Hi, I’m new to pyro and struggling to figure out whether pyro is appropriate to replicate Francisco J. R. Ruiz, Susan Athey and David M. Blei’s paper ( ‘SHOPPER: A PROBABILISTIC MODEL OF CONSUMER CHOICE WITH SUBSTITUTES AND COMPLEMENTS’.

Now I’m stuck in one specific question about the inference of the model, the one-vs-each bound to approximate a big softmax. (page 31)

where eta is at page 10 (Sorry, new user is only allowed to post one figure, so I combine it to the right.)

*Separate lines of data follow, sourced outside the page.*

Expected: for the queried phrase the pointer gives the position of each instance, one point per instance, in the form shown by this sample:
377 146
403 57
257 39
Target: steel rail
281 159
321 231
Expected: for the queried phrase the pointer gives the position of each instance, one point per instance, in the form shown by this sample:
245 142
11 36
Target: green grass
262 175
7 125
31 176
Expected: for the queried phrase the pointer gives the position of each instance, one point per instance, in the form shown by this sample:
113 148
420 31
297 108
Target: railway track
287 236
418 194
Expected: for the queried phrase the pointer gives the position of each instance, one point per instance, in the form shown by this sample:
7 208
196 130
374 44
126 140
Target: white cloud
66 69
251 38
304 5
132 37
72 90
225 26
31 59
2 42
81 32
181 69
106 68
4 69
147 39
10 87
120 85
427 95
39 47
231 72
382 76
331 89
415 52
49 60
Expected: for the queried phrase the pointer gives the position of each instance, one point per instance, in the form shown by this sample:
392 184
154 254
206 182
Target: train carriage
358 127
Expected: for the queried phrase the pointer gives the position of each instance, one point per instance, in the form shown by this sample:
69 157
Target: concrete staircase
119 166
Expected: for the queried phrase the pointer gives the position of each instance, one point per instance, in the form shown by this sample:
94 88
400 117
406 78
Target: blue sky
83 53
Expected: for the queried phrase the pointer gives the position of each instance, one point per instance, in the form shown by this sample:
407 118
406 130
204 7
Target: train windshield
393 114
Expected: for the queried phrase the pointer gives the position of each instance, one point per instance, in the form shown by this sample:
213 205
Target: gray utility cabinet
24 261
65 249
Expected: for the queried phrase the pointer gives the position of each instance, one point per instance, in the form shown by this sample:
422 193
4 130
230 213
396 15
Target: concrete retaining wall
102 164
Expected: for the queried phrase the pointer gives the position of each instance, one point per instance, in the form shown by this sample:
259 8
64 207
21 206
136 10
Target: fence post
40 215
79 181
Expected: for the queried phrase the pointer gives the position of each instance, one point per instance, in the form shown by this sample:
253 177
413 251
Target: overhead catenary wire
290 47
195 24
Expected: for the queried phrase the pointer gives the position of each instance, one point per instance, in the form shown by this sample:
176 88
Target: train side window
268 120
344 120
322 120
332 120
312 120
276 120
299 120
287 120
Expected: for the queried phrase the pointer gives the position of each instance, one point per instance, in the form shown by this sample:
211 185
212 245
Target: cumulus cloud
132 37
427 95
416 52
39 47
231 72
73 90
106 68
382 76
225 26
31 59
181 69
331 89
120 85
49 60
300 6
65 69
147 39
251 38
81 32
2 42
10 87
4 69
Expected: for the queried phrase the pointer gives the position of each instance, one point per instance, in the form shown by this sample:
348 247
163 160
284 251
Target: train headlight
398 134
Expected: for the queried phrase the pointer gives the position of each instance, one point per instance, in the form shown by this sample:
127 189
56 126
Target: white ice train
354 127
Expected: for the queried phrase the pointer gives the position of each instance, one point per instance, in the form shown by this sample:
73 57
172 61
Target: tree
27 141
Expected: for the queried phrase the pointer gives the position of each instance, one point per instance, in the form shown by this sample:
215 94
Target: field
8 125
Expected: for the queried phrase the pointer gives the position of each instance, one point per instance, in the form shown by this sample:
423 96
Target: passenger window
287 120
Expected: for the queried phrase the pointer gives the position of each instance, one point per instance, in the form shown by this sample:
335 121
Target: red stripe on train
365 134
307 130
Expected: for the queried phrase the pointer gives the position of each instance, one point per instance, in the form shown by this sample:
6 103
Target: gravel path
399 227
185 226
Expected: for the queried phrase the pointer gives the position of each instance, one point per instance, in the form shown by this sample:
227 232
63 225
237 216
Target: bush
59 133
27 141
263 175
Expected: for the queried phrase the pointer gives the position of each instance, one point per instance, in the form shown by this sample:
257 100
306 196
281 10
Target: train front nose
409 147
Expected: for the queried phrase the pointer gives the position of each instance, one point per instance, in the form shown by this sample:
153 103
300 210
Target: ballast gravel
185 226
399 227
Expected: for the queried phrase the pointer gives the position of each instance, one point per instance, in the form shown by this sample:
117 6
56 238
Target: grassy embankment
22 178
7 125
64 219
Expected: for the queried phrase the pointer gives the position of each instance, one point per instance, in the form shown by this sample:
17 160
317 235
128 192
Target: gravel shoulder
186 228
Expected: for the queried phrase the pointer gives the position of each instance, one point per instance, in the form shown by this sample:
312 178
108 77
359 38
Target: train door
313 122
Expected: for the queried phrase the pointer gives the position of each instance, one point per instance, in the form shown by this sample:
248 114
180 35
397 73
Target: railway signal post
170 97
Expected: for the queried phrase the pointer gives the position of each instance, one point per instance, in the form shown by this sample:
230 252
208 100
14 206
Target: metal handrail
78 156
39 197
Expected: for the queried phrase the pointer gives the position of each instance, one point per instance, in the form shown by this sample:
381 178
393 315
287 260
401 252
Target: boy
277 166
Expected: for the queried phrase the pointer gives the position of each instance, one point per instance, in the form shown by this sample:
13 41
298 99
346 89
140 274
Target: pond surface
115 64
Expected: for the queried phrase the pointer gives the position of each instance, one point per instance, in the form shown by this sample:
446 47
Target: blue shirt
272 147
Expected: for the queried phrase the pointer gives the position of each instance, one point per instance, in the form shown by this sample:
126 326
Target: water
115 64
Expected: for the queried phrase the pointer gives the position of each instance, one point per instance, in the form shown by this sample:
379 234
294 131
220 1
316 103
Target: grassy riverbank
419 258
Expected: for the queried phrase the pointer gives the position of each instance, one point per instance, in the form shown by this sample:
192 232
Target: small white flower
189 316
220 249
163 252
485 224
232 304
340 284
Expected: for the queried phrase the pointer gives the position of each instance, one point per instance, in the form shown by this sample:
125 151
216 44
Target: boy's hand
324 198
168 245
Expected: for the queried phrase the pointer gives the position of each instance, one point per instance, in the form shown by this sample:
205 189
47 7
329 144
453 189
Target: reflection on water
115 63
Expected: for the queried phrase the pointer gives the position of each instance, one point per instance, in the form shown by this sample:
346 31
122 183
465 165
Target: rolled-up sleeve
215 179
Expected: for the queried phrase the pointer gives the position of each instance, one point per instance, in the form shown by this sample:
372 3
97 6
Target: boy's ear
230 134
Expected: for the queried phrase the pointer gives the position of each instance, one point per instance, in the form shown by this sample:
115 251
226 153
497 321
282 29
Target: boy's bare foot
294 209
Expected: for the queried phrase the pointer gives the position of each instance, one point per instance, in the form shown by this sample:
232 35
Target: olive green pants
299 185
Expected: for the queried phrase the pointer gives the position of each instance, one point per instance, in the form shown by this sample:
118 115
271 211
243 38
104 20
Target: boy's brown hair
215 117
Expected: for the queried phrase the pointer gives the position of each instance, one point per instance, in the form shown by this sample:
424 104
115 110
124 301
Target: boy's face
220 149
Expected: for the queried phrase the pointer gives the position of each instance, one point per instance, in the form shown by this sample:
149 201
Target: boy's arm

Although within this context, I believe what is important is how to do this in pyro?
(the one-vs-each bound is introduced in paper ‘One-vs-each approximation to softmax for scalable estimation of probabilities’

Usually we will do:

pyro.sample(“eta”, dist.Categorical(logits), obs=data)

but with one-vs-each bound, we may do something like (I’m not sure):

pyro.sample(“eta”, dist.Binomial(logits), obs=data)

So, what should we use to scale the negative-sampled loss?
Should it be with pyro.plate()? Or shall we customize the ELBO?

I hope I make myself understood. Any help is appreciated~